Chapter 4: Temporal-Difference Learning

This chapter covers Temporal-Difference (TD) learning methods that combine ideas from Monte Carlo and dynamic programming, enabling agents to learn directly from raw experience without a model of the environment.

§4.01: Recap of Dynamic Programming and Monte-Carlo

Monte-Carlo:	Dynamic Programming
Learn Directly from experience
model-free	Needs complete model
No bootstrapping	Bootstraps i.e. updated using estimates
uses Samples	DP does not Sample
Sample Backups	Full backups
Deep backups i.e. entire Trajectory!

§4.02: Temporal Difference

Shallow backup (If you do full backup it becomes like MC)
Sample backups
Bootstraps
Model Free, Less memory & peak computation
Combine Sampling of MC with bootstrapping of DP
TD error: $\delta_t = R_{t+1} + \gamma V(S_{t+1}) - V(S_t)$ where the first two terms is basicallt the $V(S_t)$ at time $t+1$.
Since TD errors depends on the next state & next reward, it is only available one timestep later.

TD-Prediction.	TD-Control
Goal: estimate Value Function	Goal: Estimate Value Function and Improve Policy
Algorithms: TO(O), TD(1)	QLearning, SARSA
Usage: Evaluate Policy	Usage: Find optional Policy.
No knowledge of p & r but it samples	Estimate action values

Monte Carlo: on Finite Data, MC will converge to Minimum Least Squares Estimate (MLE).
Temportal Difference: on Finite Sample, TD gives the Certainty- Equivalence Estimate (Estimated MDP)
For Infinite Data, both converge to the same answer.
If the process is Markov, we expect TD to produce lower error on future data even though MC is better on existing data.

§4.03: SARSA: On-Policy TD-Control

\[Q(S_t, A_t) = Q(S_t, A_t) + \alpha \left[ R_{t+1} + \gamma Q(S_{t+1}, A_{t+1}) - Q(S_t, A_t) \right]\]

Continually estimate $q_\pi$ for $\pi$ and at the same time change $\pi$ toward greediness wrt $\q_\pi$.
SARSA converges with probability 1 to an optimal policy and action-value function if:
1. Steps Large enough to overcome random fluctuations: $\sum \alpha_n(\alpha) = \infty$
2. Steps become small enough to assure convergence: $ \sum \alpha_n^2(\alpha) \leq \infty$
All state-action pairs are visited an infinite number of times
Policy converges in the limit to greedy policy.

Pseudocode for SARSA

For each episode  
    - initialize s, choose A from S using policy Q
    For each step
        - Take A, observe R, S'
        - Choose A' from S' using policy Q (Improvement)
        - Update Q(S,A) (Evaluation)
        - S=S', A=A'

§4.04: Q-Learning: Off-Policy TD Control

\[Q(S_t, A_t) = Q(S_{t+}, A_t) + \alpha \left[ R_{t+1} + \gamma \max_a Q(S_{t+1}, \alpha) - Q(S_{t}, A_t) \right]\]

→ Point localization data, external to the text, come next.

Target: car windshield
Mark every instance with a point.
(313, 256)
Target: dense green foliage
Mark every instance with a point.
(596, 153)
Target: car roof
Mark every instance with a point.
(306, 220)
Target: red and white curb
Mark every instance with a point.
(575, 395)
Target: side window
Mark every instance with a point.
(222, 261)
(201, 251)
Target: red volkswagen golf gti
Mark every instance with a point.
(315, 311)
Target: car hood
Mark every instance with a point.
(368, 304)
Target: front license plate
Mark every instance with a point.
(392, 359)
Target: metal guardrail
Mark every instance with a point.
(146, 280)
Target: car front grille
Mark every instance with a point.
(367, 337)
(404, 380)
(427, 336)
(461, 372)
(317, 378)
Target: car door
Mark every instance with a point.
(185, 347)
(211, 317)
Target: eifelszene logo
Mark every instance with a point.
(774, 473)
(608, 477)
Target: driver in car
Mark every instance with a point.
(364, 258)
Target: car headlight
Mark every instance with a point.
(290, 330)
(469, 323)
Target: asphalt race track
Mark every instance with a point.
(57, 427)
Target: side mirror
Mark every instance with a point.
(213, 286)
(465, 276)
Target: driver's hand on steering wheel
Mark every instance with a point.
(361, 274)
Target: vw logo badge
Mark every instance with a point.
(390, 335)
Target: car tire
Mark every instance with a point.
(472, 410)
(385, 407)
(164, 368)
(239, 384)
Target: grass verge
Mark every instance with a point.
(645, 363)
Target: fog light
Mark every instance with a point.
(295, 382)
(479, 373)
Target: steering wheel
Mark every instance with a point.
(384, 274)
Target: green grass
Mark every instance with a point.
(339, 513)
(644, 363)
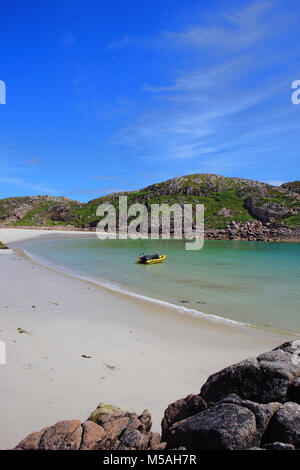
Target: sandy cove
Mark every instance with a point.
(142, 355)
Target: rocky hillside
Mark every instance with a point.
(254, 404)
(292, 186)
(226, 200)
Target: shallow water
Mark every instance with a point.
(254, 283)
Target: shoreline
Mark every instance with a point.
(159, 353)
(209, 234)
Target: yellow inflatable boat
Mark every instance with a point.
(150, 260)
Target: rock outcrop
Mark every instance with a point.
(248, 406)
(235, 208)
(254, 404)
(111, 429)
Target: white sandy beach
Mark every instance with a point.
(159, 355)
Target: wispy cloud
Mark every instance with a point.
(209, 114)
(44, 189)
(120, 43)
(238, 29)
(35, 161)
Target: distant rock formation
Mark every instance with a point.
(254, 404)
(226, 200)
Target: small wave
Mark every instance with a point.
(117, 288)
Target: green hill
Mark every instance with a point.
(225, 199)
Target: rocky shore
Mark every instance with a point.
(254, 404)
(254, 230)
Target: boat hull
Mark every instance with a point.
(153, 261)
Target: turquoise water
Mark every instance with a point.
(248, 282)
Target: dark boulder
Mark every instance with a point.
(181, 409)
(264, 379)
(226, 426)
(285, 425)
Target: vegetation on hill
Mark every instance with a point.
(225, 200)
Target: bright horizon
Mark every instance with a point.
(105, 97)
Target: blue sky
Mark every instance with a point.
(103, 96)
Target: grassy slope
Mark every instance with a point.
(215, 192)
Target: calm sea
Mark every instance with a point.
(248, 282)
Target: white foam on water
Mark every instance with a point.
(117, 288)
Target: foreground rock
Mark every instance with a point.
(114, 429)
(248, 405)
(254, 404)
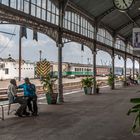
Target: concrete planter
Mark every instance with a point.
(88, 90)
(51, 98)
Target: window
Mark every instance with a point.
(6, 71)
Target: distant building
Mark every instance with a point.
(9, 68)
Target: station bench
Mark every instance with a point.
(5, 103)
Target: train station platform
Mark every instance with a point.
(81, 117)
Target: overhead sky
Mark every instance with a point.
(30, 49)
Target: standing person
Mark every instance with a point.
(30, 94)
(13, 98)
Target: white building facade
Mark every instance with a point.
(9, 68)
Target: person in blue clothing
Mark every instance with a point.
(30, 94)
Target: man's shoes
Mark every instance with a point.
(26, 113)
(19, 115)
(34, 114)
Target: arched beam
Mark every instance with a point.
(135, 19)
(107, 12)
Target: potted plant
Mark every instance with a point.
(87, 84)
(97, 87)
(111, 80)
(49, 87)
(135, 109)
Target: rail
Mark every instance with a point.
(3, 92)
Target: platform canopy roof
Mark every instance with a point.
(105, 11)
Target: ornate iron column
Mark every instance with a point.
(113, 61)
(133, 67)
(125, 60)
(139, 66)
(20, 57)
(113, 68)
(60, 46)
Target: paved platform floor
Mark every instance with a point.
(81, 117)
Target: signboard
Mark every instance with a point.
(43, 68)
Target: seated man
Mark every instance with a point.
(30, 94)
(13, 98)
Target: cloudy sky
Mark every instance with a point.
(30, 49)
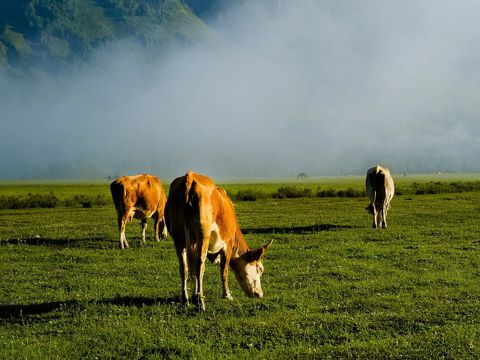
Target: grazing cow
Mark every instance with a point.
(302, 176)
(380, 190)
(202, 221)
(139, 197)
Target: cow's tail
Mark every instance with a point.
(118, 192)
(191, 197)
(370, 208)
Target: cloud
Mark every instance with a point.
(279, 87)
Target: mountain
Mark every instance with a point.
(45, 35)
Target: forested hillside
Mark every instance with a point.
(44, 35)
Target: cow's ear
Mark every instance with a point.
(258, 254)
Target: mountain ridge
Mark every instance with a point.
(45, 35)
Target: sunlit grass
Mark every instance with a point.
(333, 286)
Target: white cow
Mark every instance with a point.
(380, 190)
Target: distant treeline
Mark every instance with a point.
(283, 192)
(411, 189)
(50, 201)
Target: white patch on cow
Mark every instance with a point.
(216, 242)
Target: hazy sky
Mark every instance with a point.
(279, 87)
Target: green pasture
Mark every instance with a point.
(334, 287)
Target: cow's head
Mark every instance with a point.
(248, 269)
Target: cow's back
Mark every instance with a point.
(140, 191)
(379, 184)
(195, 202)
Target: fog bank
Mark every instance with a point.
(278, 87)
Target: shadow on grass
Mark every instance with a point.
(89, 243)
(20, 314)
(295, 229)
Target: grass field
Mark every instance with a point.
(334, 287)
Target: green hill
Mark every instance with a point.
(47, 34)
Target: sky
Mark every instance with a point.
(276, 88)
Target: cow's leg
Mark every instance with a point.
(384, 215)
(155, 225)
(200, 270)
(375, 216)
(122, 223)
(144, 228)
(163, 226)
(224, 261)
(183, 265)
(379, 218)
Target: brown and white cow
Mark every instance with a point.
(139, 197)
(202, 221)
(380, 190)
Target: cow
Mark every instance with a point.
(201, 220)
(140, 197)
(380, 190)
(302, 176)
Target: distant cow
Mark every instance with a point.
(201, 219)
(139, 197)
(380, 190)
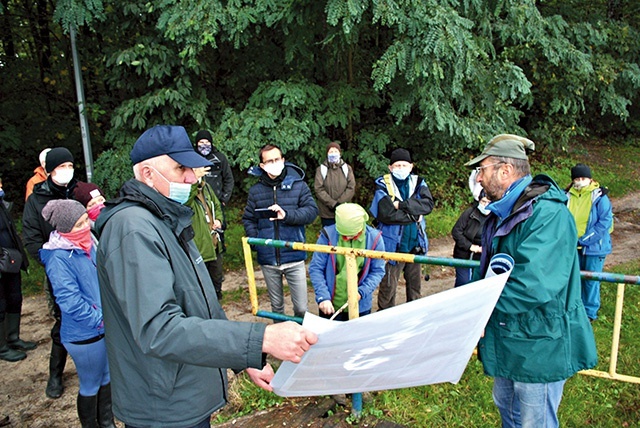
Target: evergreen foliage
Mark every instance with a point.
(437, 77)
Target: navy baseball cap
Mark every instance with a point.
(169, 140)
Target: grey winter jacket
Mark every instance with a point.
(168, 341)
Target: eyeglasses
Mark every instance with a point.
(268, 161)
(480, 169)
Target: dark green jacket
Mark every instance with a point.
(203, 238)
(539, 331)
(169, 343)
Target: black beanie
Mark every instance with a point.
(579, 171)
(400, 155)
(56, 157)
(204, 135)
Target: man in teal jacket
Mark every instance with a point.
(169, 342)
(538, 334)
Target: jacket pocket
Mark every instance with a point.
(532, 328)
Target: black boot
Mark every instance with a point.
(13, 334)
(105, 411)
(57, 360)
(7, 353)
(88, 411)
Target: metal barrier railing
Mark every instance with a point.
(352, 287)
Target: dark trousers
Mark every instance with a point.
(10, 294)
(389, 284)
(216, 272)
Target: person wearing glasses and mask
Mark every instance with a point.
(334, 183)
(169, 342)
(279, 206)
(400, 202)
(538, 334)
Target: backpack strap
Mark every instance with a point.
(389, 183)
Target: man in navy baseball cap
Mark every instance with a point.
(163, 159)
(169, 140)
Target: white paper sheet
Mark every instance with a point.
(423, 342)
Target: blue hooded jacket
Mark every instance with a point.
(74, 280)
(294, 197)
(322, 269)
(391, 221)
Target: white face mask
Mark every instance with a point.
(333, 157)
(178, 192)
(401, 173)
(63, 176)
(581, 183)
(274, 169)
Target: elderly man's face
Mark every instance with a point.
(172, 171)
(489, 177)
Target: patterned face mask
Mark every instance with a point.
(204, 149)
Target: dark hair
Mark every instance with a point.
(268, 147)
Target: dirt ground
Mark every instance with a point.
(22, 386)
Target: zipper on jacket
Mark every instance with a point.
(276, 228)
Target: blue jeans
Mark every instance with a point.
(591, 288)
(91, 364)
(527, 405)
(296, 275)
(204, 424)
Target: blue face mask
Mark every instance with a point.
(178, 192)
(401, 173)
(483, 210)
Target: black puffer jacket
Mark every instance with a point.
(468, 231)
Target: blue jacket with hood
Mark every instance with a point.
(322, 269)
(391, 221)
(74, 280)
(294, 196)
(596, 240)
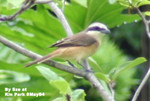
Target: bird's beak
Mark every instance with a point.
(106, 31)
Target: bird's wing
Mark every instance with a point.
(76, 40)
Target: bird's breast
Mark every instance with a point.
(78, 53)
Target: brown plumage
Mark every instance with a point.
(77, 47)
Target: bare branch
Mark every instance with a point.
(27, 4)
(87, 75)
(62, 18)
(33, 55)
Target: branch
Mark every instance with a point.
(141, 85)
(27, 4)
(88, 75)
(33, 55)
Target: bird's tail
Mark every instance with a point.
(43, 59)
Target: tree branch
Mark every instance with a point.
(146, 77)
(146, 23)
(87, 75)
(27, 4)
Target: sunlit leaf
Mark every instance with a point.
(56, 81)
(130, 65)
(103, 77)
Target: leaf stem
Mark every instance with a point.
(146, 77)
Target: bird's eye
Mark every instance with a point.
(95, 29)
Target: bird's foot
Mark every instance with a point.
(72, 65)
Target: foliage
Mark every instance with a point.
(37, 28)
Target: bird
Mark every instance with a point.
(77, 47)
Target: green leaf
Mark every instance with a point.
(112, 1)
(7, 77)
(130, 65)
(56, 81)
(62, 86)
(103, 76)
(60, 99)
(147, 13)
(78, 95)
(144, 2)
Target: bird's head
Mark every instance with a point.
(97, 30)
(98, 27)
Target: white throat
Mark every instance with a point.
(95, 34)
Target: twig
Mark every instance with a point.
(27, 4)
(33, 55)
(62, 18)
(141, 85)
(63, 5)
(88, 75)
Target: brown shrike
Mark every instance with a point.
(79, 46)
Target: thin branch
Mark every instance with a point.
(63, 5)
(87, 75)
(27, 4)
(33, 55)
(147, 76)
(62, 18)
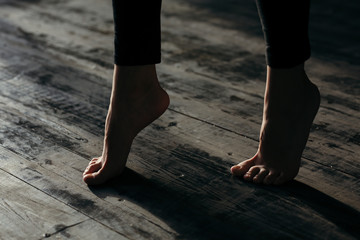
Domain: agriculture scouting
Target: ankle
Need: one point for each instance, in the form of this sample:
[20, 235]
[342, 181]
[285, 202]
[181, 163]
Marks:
[132, 82]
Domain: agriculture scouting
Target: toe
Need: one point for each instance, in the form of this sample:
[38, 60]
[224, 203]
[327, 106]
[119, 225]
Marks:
[259, 178]
[92, 167]
[94, 178]
[241, 168]
[251, 173]
[270, 178]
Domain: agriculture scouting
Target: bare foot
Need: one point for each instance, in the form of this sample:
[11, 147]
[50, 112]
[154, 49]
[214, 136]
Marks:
[290, 104]
[136, 100]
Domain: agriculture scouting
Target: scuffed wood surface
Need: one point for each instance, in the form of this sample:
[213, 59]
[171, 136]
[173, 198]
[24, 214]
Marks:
[55, 81]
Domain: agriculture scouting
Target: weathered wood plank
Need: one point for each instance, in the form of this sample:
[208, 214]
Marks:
[175, 168]
[54, 88]
[28, 213]
[120, 218]
[246, 105]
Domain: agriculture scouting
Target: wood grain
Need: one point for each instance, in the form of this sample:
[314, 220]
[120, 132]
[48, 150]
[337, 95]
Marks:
[55, 81]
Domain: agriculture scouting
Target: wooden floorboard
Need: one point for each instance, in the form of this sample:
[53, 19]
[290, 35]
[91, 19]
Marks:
[55, 81]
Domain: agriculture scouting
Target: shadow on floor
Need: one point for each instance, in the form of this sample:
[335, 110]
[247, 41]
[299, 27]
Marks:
[253, 211]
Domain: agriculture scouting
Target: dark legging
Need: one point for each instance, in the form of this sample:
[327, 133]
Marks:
[284, 23]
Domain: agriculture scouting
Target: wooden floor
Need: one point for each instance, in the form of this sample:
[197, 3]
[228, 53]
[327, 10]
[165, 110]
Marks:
[55, 81]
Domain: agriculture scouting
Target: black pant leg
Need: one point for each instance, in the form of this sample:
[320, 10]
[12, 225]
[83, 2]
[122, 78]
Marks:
[285, 27]
[137, 32]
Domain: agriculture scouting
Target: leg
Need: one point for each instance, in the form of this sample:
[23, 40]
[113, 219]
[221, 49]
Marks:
[136, 98]
[291, 101]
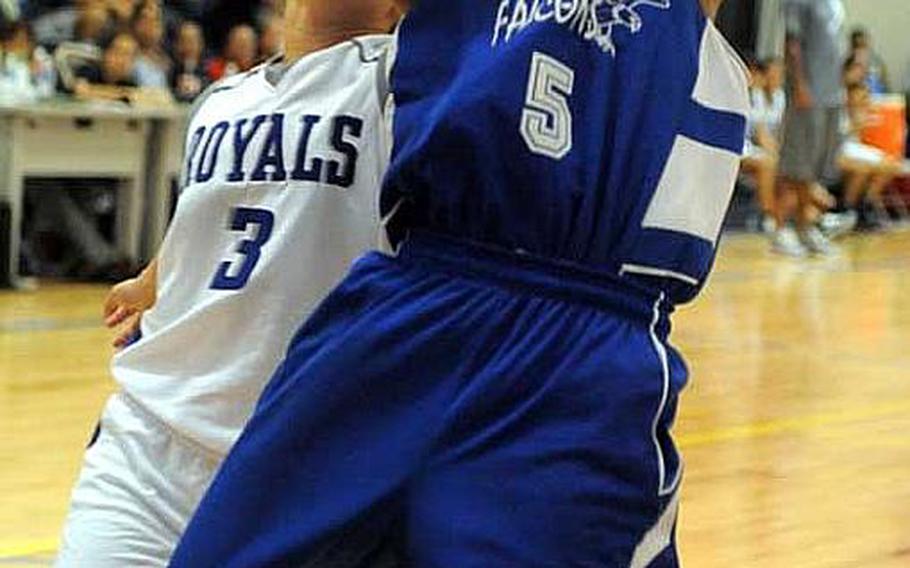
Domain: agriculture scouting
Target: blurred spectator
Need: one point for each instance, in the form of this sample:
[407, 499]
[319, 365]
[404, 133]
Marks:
[811, 125]
[92, 24]
[116, 69]
[240, 54]
[867, 170]
[16, 83]
[59, 25]
[153, 66]
[26, 72]
[188, 77]
[122, 12]
[876, 73]
[271, 37]
[763, 143]
[113, 78]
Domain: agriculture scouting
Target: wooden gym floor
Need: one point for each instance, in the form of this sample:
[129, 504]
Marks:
[796, 426]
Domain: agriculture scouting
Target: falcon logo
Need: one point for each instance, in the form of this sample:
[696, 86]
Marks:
[594, 20]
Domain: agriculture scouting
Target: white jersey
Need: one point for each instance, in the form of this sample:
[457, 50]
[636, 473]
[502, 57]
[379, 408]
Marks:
[282, 179]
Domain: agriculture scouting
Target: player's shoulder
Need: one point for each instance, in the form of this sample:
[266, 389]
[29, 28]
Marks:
[227, 86]
[373, 49]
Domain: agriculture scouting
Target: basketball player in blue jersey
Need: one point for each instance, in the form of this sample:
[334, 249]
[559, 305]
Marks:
[500, 392]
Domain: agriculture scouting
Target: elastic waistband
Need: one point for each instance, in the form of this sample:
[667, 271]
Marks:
[538, 275]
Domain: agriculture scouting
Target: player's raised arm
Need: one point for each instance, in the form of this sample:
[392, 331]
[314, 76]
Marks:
[711, 7]
[128, 300]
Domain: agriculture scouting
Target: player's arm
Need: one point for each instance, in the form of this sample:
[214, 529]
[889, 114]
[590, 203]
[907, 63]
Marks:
[765, 139]
[128, 300]
[711, 6]
[793, 52]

The learned action-value function directly approximates $q_\star$
We have two policies
- The behaviour policy is used to generate behaviour ($\epsilon-$greedy)
- Estimation policy that is being evaluated and improved (greedy)

Pseudocode

For each episode
    - Initialise S
        For each step
            - Choose A from S using Q (eps-greedy)
            - Take A, Observe R, S'
            - Update Q(S, A)
            - S = S'
Convergence: All pairs should continue to get updated